MIT Uses Shadows to Model 3D Scenes, Occluded Objects

A collaborative effort between MIT and Meta researchers has led to a new computer-vision technique that potentially allows self-driving cars to have a more comprehensive view of their surroundings, even seeing through obstacles like nearby vehicles.

The technique involves producing complete, three-dimensional models of a scene including sections not directly visible by employing just a single camera viewpoint. This method leverages shadow analysis to infer what occupies the hidden parts of the scene. They’re calling it PlatoNeRF, inspired by the allegory from Plato’s “Republic” wherein individuals interpret reality through shadows projected on a wall.

Harnessing both lidar and machine learning, PlatoNeRF can construct more precise 3D geometries compared to some current AI methods, and it outperforms them in areas with either intense ambient light or dark backdrops where shadows are less distinct. This technology could enhance autonomous vehicle safety, and also stands to benefit AR/VR technologies by simplifying room modelling for users and assisting warehouse robots in locating objects within cluttered spaces more efficiently.

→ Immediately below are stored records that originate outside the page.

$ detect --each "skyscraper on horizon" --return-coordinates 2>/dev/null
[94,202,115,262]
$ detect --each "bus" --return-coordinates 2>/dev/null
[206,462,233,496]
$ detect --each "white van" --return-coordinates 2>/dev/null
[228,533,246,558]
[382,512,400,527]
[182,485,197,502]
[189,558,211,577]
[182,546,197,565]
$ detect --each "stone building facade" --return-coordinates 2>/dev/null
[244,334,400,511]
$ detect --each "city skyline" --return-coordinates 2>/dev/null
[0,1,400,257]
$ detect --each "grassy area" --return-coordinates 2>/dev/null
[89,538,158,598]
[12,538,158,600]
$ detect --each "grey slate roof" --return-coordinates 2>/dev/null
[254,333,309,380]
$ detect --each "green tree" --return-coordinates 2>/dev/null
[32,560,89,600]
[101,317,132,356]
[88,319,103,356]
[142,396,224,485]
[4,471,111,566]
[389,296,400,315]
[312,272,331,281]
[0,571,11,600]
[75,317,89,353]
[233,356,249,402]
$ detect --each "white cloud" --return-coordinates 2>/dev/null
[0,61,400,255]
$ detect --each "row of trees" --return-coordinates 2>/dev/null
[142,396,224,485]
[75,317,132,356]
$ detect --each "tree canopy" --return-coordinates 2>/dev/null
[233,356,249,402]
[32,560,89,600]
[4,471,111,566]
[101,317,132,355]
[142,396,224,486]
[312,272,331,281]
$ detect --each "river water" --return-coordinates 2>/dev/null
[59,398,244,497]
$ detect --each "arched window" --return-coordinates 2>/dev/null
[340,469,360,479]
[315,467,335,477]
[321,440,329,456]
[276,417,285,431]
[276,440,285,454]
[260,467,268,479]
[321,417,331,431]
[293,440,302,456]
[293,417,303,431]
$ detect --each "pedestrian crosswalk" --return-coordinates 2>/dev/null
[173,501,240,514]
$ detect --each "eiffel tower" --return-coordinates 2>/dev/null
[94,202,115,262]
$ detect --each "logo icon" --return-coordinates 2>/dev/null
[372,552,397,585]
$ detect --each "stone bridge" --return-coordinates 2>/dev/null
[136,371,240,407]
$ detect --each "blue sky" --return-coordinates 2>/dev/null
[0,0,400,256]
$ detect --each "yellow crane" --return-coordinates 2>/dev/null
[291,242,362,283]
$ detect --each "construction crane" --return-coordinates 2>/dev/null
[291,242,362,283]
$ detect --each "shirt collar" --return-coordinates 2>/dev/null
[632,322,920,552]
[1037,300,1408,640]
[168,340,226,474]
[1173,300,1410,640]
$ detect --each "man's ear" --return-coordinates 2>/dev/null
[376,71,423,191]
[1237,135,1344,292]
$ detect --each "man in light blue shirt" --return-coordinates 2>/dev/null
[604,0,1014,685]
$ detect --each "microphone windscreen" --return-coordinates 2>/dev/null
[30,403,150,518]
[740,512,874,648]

One of the core insights of this research, according to Tzofi Klinghoffer—an MIT Media Lab graduate student and lead author of the CVPR paper presenting PlatoNeRF—lies in integrating multibounce lidar and machine learning. This combination unlocks new potentials and synergizes the strengths of each discipline.

Presented at the recent Conference on Computer Vision and Pattern Recognition in Seattle, Washington, this research confronts the challenge of full 3D reconstruction from a stationary camera position. While conventional machine-learning techniques may inaccurately create non-existent aspects within concealed segments, and other methods struggling to define shapes based on shadow-casting in colour imagery might falter under certain lighting, PlatoNeRF advances by using single-photon lidar technology.

PlatoNeRF’s approach captures light bouncing multiple times within a scene, thus gathering in-depth data, including details cast by secondary shadows. The system sequentially illuminates numerous points within the scene to compile comprehensive images that reconstruct the entire space in three dimensions. Klinghoffer explains that every illumination point produces new shadows which, when combined with various light sources, helps to exclude occluded regions from the overall view, providing a clearer picture of what is actually present. Looking ahead, the MIT team seeks to explore further the benefits of tracking multiple light bounces and is poised to introduce deep learning enhancements along with incorporating color image analysis to enrich texture details in reconstructions.

DVN comment

PlatoNeRF, by integrating lidar with advanced machine learning algorithms, can generate more accurate 3D geometries than several existing AI techniques. Integrating multibounce propagation in lidar processing can enhance the characterization of objects, particularly if these objects are partially shadowed by first plane located objects. This innovation has clearly the potential to improve safety for self-driving cars and advance AR/VR technologies.